Desde o momento em que incluímos Heidelberg no roteiro de viagem dos quatro aqui de casa, fiquei tentado a conhecer o Caminho do Filósofo (Philosophenweg), uma trilha de dois quilômetros que sobe e desce a serra localizada na margem do rio Neckar oposta ao centro histórico da cidade. Fizemos esse percurso em uma quinta-feira e foi bem tranquilo. No início, a subida, entre casas, ateliês, um instituto de física e muitas árvores, tem o gosto da busca que é comum ao esforço de pensar.

Nas proximidades do topo, a vegetação assume a predominância do ambiente sombreado, cheio de fartas passagens de luz solar, em clima fresco, como ocorre com a mente quando se tem a compreensão de algum sentido sobre o que se procura. Estávamos em uma pracinha que homenageia o poeta Joseph Eichendorff (1788 – 1857), que um dia escreveu ali o poema “Passou” (Vorbei), com versos que dizem assim: “Essa não é mais a floresta / Que descia suavemente a montanha / Quando eu me afastava da minha amada / Com o coração cheio de novas canções”.

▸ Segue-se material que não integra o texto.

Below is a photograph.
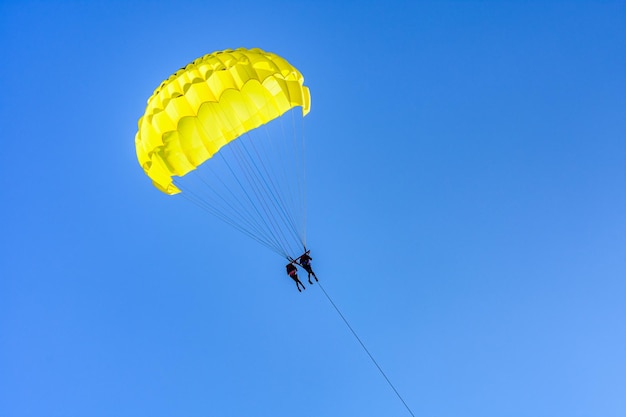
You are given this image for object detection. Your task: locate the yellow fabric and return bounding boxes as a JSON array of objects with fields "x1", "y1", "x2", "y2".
[{"x1": 135, "y1": 48, "x2": 311, "y2": 194}]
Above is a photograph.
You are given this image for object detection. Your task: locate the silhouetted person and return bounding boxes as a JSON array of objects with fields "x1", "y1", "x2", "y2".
[
  {"x1": 287, "y1": 262, "x2": 306, "y2": 292},
  {"x1": 300, "y1": 251, "x2": 319, "y2": 285}
]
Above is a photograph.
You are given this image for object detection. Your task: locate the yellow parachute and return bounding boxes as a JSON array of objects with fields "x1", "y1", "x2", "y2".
[{"x1": 135, "y1": 48, "x2": 310, "y2": 257}]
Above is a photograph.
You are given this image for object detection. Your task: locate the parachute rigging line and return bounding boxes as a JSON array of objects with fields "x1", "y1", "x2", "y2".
[{"x1": 317, "y1": 282, "x2": 415, "y2": 417}]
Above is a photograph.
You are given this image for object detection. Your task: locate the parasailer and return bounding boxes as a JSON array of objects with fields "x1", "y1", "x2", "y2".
[
  {"x1": 287, "y1": 262, "x2": 306, "y2": 292},
  {"x1": 296, "y1": 250, "x2": 319, "y2": 285}
]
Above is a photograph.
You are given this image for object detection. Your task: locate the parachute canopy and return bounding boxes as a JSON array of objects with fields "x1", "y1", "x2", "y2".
[
  {"x1": 135, "y1": 48, "x2": 310, "y2": 258},
  {"x1": 135, "y1": 48, "x2": 310, "y2": 194}
]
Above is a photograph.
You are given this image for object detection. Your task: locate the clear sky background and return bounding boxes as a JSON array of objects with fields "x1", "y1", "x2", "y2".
[{"x1": 0, "y1": 0, "x2": 626, "y2": 417}]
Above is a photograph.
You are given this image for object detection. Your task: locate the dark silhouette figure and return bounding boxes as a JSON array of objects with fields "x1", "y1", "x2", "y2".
[
  {"x1": 287, "y1": 262, "x2": 306, "y2": 292},
  {"x1": 300, "y1": 251, "x2": 319, "y2": 285}
]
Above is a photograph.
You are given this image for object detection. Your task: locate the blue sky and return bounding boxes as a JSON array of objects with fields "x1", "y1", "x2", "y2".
[{"x1": 0, "y1": 1, "x2": 626, "y2": 417}]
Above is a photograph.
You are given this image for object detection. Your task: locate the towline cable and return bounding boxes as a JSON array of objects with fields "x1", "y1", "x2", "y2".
[{"x1": 316, "y1": 282, "x2": 415, "y2": 417}]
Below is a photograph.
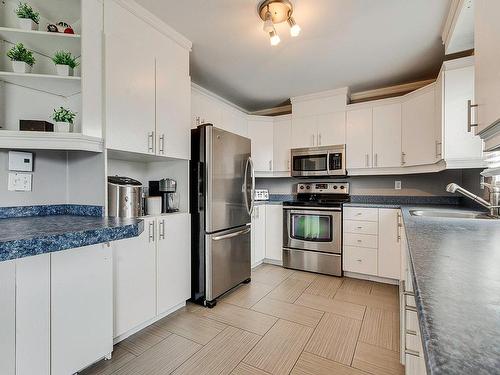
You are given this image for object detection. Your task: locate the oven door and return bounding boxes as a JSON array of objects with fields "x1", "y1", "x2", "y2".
[{"x1": 283, "y1": 208, "x2": 342, "y2": 254}]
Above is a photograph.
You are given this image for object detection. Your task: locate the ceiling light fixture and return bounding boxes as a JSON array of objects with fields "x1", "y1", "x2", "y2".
[{"x1": 258, "y1": 0, "x2": 301, "y2": 46}]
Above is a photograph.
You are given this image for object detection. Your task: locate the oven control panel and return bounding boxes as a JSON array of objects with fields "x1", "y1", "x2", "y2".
[{"x1": 297, "y1": 182, "x2": 349, "y2": 194}]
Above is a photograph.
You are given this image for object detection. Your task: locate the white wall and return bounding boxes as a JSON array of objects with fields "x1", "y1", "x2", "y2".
[{"x1": 256, "y1": 170, "x2": 470, "y2": 196}]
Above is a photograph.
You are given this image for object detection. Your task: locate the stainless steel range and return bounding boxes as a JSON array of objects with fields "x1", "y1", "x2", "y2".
[{"x1": 283, "y1": 182, "x2": 350, "y2": 276}]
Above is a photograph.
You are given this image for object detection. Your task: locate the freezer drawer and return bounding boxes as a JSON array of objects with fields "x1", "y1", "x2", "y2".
[{"x1": 205, "y1": 225, "x2": 251, "y2": 301}]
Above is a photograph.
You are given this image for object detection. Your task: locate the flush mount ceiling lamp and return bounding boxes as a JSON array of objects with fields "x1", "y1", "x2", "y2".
[{"x1": 258, "y1": 0, "x2": 300, "y2": 46}]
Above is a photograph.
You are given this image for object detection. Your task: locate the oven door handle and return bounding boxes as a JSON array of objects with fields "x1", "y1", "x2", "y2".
[{"x1": 283, "y1": 206, "x2": 342, "y2": 214}]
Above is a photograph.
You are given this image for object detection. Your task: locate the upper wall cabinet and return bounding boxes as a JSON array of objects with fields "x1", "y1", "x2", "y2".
[
  {"x1": 402, "y1": 84, "x2": 439, "y2": 166},
  {"x1": 474, "y1": 0, "x2": 500, "y2": 151},
  {"x1": 104, "y1": 0, "x2": 191, "y2": 159}
]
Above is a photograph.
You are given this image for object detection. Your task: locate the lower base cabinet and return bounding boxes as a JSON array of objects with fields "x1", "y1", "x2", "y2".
[
  {"x1": 113, "y1": 213, "x2": 191, "y2": 341},
  {"x1": 50, "y1": 244, "x2": 113, "y2": 375},
  {"x1": 266, "y1": 204, "x2": 283, "y2": 264}
]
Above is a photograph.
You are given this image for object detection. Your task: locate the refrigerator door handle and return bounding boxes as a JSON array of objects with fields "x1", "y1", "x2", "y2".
[
  {"x1": 212, "y1": 228, "x2": 251, "y2": 241},
  {"x1": 248, "y1": 158, "x2": 255, "y2": 216}
]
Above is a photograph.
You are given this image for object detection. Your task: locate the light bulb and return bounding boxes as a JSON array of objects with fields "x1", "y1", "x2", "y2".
[
  {"x1": 288, "y1": 17, "x2": 301, "y2": 37},
  {"x1": 269, "y1": 28, "x2": 281, "y2": 46}
]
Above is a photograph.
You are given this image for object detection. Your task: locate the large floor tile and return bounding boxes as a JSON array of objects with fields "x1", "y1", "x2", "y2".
[
  {"x1": 359, "y1": 307, "x2": 400, "y2": 352},
  {"x1": 196, "y1": 302, "x2": 277, "y2": 336},
  {"x1": 290, "y1": 352, "x2": 368, "y2": 375},
  {"x1": 268, "y1": 277, "x2": 311, "y2": 303},
  {"x1": 231, "y1": 362, "x2": 269, "y2": 375},
  {"x1": 252, "y1": 264, "x2": 293, "y2": 286},
  {"x1": 221, "y1": 280, "x2": 273, "y2": 308},
  {"x1": 252, "y1": 297, "x2": 323, "y2": 327},
  {"x1": 154, "y1": 311, "x2": 227, "y2": 345},
  {"x1": 305, "y1": 313, "x2": 361, "y2": 365},
  {"x1": 295, "y1": 293, "x2": 365, "y2": 320},
  {"x1": 174, "y1": 327, "x2": 260, "y2": 375},
  {"x1": 352, "y1": 342, "x2": 404, "y2": 375},
  {"x1": 79, "y1": 346, "x2": 136, "y2": 375},
  {"x1": 243, "y1": 320, "x2": 313, "y2": 375},
  {"x1": 113, "y1": 335, "x2": 202, "y2": 375},
  {"x1": 339, "y1": 277, "x2": 374, "y2": 294},
  {"x1": 305, "y1": 275, "x2": 344, "y2": 298},
  {"x1": 118, "y1": 326, "x2": 170, "y2": 356},
  {"x1": 333, "y1": 290, "x2": 399, "y2": 311}
]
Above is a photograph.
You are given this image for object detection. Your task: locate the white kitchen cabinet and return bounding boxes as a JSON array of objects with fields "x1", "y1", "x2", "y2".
[
  {"x1": 346, "y1": 108, "x2": 373, "y2": 169},
  {"x1": 292, "y1": 116, "x2": 317, "y2": 148},
  {"x1": 316, "y1": 111, "x2": 346, "y2": 146},
  {"x1": 104, "y1": 1, "x2": 191, "y2": 159},
  {"x1": 373, "y1": 103, "x2": 401, "y2": 168},
  {"x1": 156, "y1": 50, "x2": 191, "y2": 160},
  {"x1": 156, "y1": 213, "x2": 191, "y2": 315},
  {"x1": 113, "y1": 218, "x2": 158, "y2": 337},
  {"x1": 343, "y1": 207, "x2": 402, "y2": 280},
  {"x1": 266, "y1": 204, "x2": 283, "y2": 264},
  {"x1": 402, "y1": 84, "x2": 436, "y2": 166},
  {"x1": 50, "y1": 244, "x2": 113, "y2": 375},
  {"x1": 0, "y1": 261, "x2": 16, "y2": 375},
  {"x1": 251, "y1": 204, "x2": 266, "y2": 267},
  {"x1": 378, "y1": 208, "x2": 401, "y2": 280},
  {"x1": 474, "y1": 0, "x2": 500, "y2": 141},
  {"x1": 442, "y1": 57, "x2": 483, "y2": 168},
  {"x1": 273, "y1": 116, "x2": 292, "y2": 172},
  {"x1": 105, "y1": 32, "x2": 155, "y2": 154},
  {"x1": 248, "y1": 116, "x2": 274, "y2": 173},
  {"x1": 15, "y1": 254, "x2": 50, "y2": 375}
]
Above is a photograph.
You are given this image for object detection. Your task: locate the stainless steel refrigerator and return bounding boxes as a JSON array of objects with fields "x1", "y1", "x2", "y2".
[{"x1": 190, "y1": 124, "x2": 255, "y2": 307}]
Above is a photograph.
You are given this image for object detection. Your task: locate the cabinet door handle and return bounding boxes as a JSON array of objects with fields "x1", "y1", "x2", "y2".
[
  {"x1": 436, "y1": 141, "x2": 442, "y2": 158},
  {"x1": 160, "y1": 219, "x2": 165, "y2": 240},
  {"x1": 467, "y1": 100, "x2": 479, "y2": 133},
  {"x1": 148, "y1": 132, "x2": 155, "y2": 153},
  {"x1": 160, "y1": 134, "x2": 165, "y2": 155},
  {"x1": 149, "y1": 221, "x2": 155, "y2": 242}
]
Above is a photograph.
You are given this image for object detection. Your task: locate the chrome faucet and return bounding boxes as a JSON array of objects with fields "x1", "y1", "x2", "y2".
[{"x1": 446, "y1": 182, "x2": 500, "y2": 217}]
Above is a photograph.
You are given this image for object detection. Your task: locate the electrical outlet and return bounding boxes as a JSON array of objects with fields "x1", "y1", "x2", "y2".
[{"x1": 9, "y1": 173, "x2": 33, "y2": 191}]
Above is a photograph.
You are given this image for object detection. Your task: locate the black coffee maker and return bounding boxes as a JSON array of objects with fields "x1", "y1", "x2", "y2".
[{"x1": 149, "y1": 178, "x2": 179, "y2": 214}]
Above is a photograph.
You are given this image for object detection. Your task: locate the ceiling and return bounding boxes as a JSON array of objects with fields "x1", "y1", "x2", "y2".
[{"x1": 137, "y1": 0, "x2": 450, "y2": 111}]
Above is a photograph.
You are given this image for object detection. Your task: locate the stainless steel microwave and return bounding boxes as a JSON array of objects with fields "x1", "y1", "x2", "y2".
[{"x1": 291, "y1": 145, "x2": 347, "y2": 177}]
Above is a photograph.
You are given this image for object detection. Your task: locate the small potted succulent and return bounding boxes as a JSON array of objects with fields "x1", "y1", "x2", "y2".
[
  {"x1": 52, "y1": 107, "x2": 76, "y2": 133},
  {"x1": 52, "y1": 51, "x2": 79, "y2": 77},
  {"x1": 15, "y1": 2, "x2": 40, "y2": 30},
  {"x1": 7, "y1": 43, "x2": 36, "y2": 73}
]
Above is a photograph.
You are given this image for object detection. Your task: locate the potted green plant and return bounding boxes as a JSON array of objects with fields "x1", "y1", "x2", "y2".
[
  {"x1": 52, "y1": 51, "x2": 79, "y2": 77},
  {"x1": 7, "y1": 43, "x2": 36, "y2": 73},
  {"x1": 15, "y1": 2, "x2": 40, "y2": 30},
  {"x1": 52, "y1": 107, "x2": 76, "y2": 133}
]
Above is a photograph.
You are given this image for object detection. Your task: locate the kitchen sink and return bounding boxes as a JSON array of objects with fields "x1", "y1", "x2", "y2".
[{"x1": 410, "y1": 210, "x2": 496, "y2": 219}]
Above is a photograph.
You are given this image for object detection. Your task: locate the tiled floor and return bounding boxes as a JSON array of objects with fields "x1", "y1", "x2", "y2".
[{"x1": 83, "y1": 265, "x2": 404, "y2": 375}]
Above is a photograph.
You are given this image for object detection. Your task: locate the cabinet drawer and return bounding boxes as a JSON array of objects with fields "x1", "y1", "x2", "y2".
[
  {"x1": 344, "y1": 220, "x2": 378, "y2": 235},
  {"x1": 405, "y1": 309, "x2": 420, "y2": 334},
  {"x1": 344, "y1": 246, "x2": 377, "y2": 275},
  {"x1": 344, "y1": 207, "x2": 378, "y2": 221},
  {"x1": 344, "y1": 233, "x2": 378, "y2": 249}
]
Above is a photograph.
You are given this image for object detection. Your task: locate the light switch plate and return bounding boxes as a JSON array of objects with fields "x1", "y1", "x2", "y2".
[
  {"x1": 9, "y1": 173, "x2": 33, "y2": 191},
  {"x1": 9, "y1": 151, "x2": 33, "y2": 172}
]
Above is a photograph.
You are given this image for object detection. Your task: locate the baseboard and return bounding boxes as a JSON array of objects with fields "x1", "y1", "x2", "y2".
[
  {"x1": 263, "y1": 258, "x2": 283, "y2": 267},
  {"x1": 344, "y1": 271, "x2": 399, "y2": 285},
  {"x1": 113, "y1": 302, "x2": 186, "y2": 345}
]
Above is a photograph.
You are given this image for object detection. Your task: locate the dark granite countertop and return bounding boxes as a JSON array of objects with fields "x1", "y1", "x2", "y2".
[
  {"x1": 0, "y1": 215, "x2": 144, "y2": 261},
  {"x1": 401, "y1": 205, "x2": 500, "y2": 375}
]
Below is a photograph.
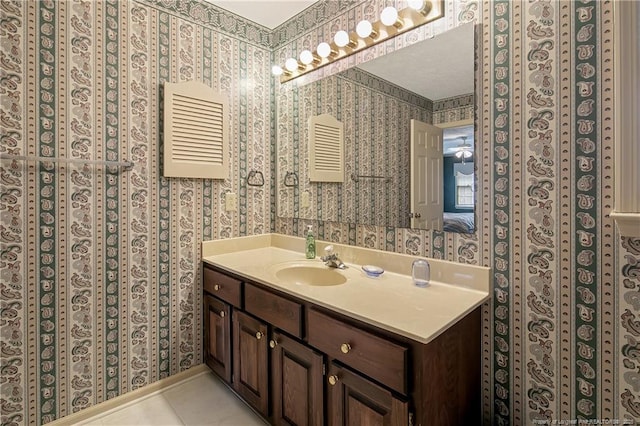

Assim como Eichendorff, outros poetas, escritores e intelectuais importantes andaram a pé por aquele lugar, mas é interessante refletir que o conceito gerador do Philosophenweg tem muitos séculos e brotou do modo absorto com que estudantes da Universidade de Heidelberg (Ruprecht-Universität), fundada em 1386, subiam a ladeira para, a partir da floresta, contemplar o castelo, a igreja, a própria universidade e outras intervenções humanas construídas do outro lado do rio. A descida pela encosta é feita por escadaria íngreme e serpenteada (Schlangenweg), levando quem caminha a pensar onde está pisando.

A voz da reflexão que se escuta ao som do vento nas copas das árvores, que se faz presente na quietude da paisagem distante e no silêncio das nuvens em céu azul, é fundamental à educação que parte da pergunta. Essa é uma característica do fenômeno educativo que vem retrocedendo, enquanto avançam as sinergias entre o ensino de mercado, a fantasia da estética artificial e os preceitos sedutores do poder das novas tecnologias. Tudo isso afasta a sociedade dos pensamentos, deixando a sorte da cultura e da natureza ao sabor da servidão deslumbrada.

Placa de rua indicando o sentido do Caminho do Filósofo ((Philosophenweg), na cidade alemã de Heidelberg. Foto: Flávio Paiva.

Estudantes que são orientados a não precisar de livros e que não são estimulados a pensar como um exercício prazeroso pagam (literalmente) com sua humanidade o preço da angústia civilizatória que ajudam a intensificar. Em tese, as criações humanas são bem-vindas; seus usos, nem sempre. O que as corporações desestimuladoras da necessidade de pensar estão fazendo é pegando pedaços da inteligência da juventude e montando criaturas irreconhecíveis como a criada pelo Dr. Victor Frankenstein, no romance da escritora londrina Mary Shelley (1797 – 1851).

Confundida com a ficção, a realidade do terror da ignorância exaltada tem na educação o seu laboratório de inversão substancial de padrões entre ser e máquina, sujeito e objeto. É difícil escapar dessa associação de comportamentos. Somente encontrando ou construindo caminhos para a libertação do pensamento aproveitaremos melhor o que se inventa a todo instante. Esse intuito pede reticências e interrogações, para que se possa pensar o que nunca foi pensado e repensar habitualidades e rumos.

A experiência do Caminho do Filósofo resume uma falta que cresce nas expectativas da juventude e nas práticas educacionais. O contato com o meio ambiente praticado pelos então estudantes de Heidelberg nas buscas de si mesmos tem paralelo com a experiência das trilhas feitas em obras literárias, poéticas e artísticas. A leitura da vida, seja em caminhada na natureza ou nas páginas de um livro, abre-se de dentro para fora, pelo que revela de sentido de origem e de destino, possibilitando a vontade de furar as bolhas dos desastrosos parâmetros educativos impostos como inexoráveis.